› Forums › Speech Synthesis › Festival › Fixing a unit sequence
- This topic has 3 replies, 2 voices, and was last updated 4 years, 8 months ago by Simon.
-
AuthorPosts
-
-
April 19, 2020 at 11:26 #11185
I’ve created two unit selection voices, and I’d like them both to use the same unit sequence when synthesising an utterance. Is there any way I can do this? Can I extract the unit sequence given by one unit selection engine and feed it into another voice?
-
April 19, 2020 at 13:59 #11186
The only special case where you might want to do this is when demonstrating the effect of fixing a labelling error. The instructions suggest restricting the database to only the utterances providing the desired units. (This is not guaranteed to keep the unit sequence the same, if there are multiple instances of some diphones, but usually does the trick.)
However, it’s not possible in general to impose this constraint on a full voice. Given that almost any change in a voice (e.g., different F0 estimation settings) will change either the join or target costs, you may get a different unit sequence. Constraining the unit sequence effectively means ignoring join and target costs.
Why do you want to do that, in your case?
-
April 19, 2020 at 16:13 #11189
I want to test the effect of using different numbers of mixture components during forced alignment labelling. My hypothesis was, because better labelling leads to better join points, listeners would hear fewer (or less noticeable) joins and rate the speech as more natural sounding.
I ran a listener test, and found no significant impact between voices labeled with different numbers of mixture components during forced alignment. I was trying to figure out why, and I found that the unit sequences were different between the two sequences.
This means I might not really have been measuring the true effect of better labelling. Listeners might not be indifferent to join point quality, but actually have been responding to the choice of units. I also found that more units were marked with ‘bad duration’ in voices with more mixture components in forced alignment. Labelling more units as outliers and imposing a high target cost might have meant potentially good candidate units were never used because of a ‘bad duration’ cost that was too high.

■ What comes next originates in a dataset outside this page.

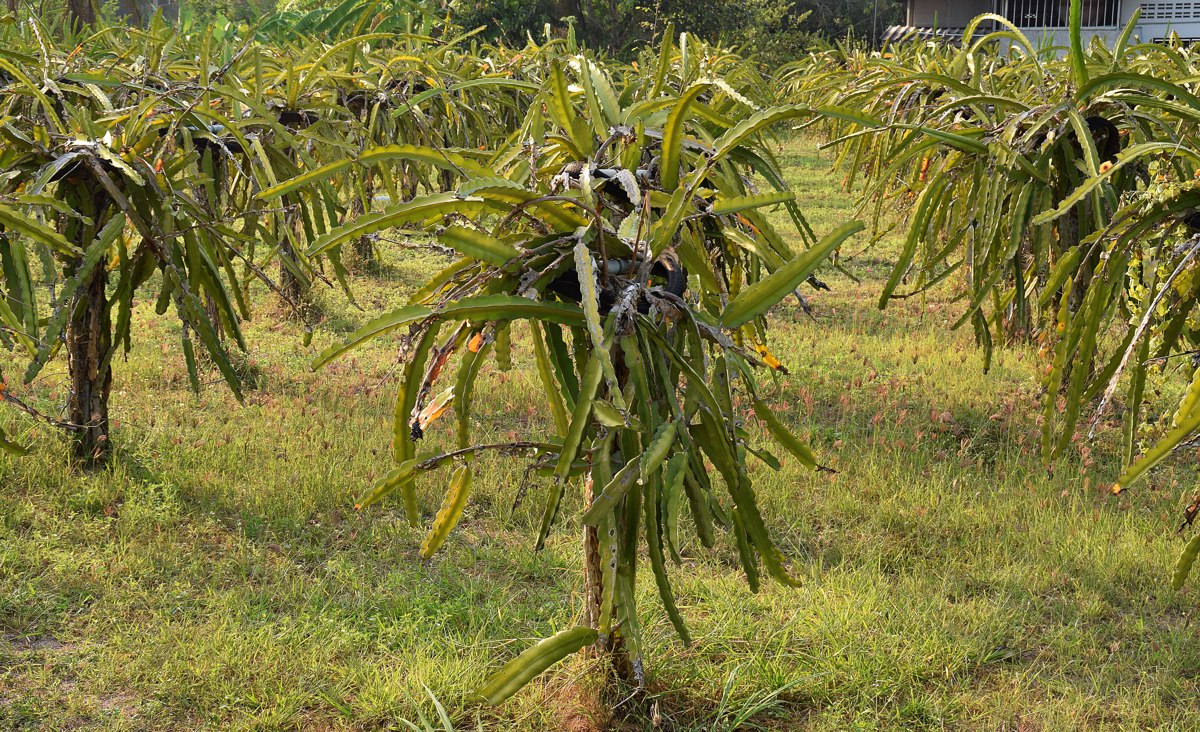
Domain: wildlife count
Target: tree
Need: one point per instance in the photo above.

I wanted to force all the voices to use the same unit sequence so I could evaluate whether joins had generally been made better. If I could prove this, it would indicate there are some problems with the unit selection engine as is. That is, better labelling can make unit selection worse.
-
April 19, 2020 at 17:44 #11190
You’re experiencing the downside of unit selection – instability and unpredictable behaviour.
It’s also not necessarily the case that more powerful acoustic models provide a more accurate alignment.
Instead of forcing unit choices, you might instead think of some evidence that you can present to back up your claim that listeners were “responding to the choice of units”. This could be informal / qualitative / small scale / based on your own listening or analysis – no need for another listening test.
-
-
AuthorPosts
- You must be logged in to reply to this topic.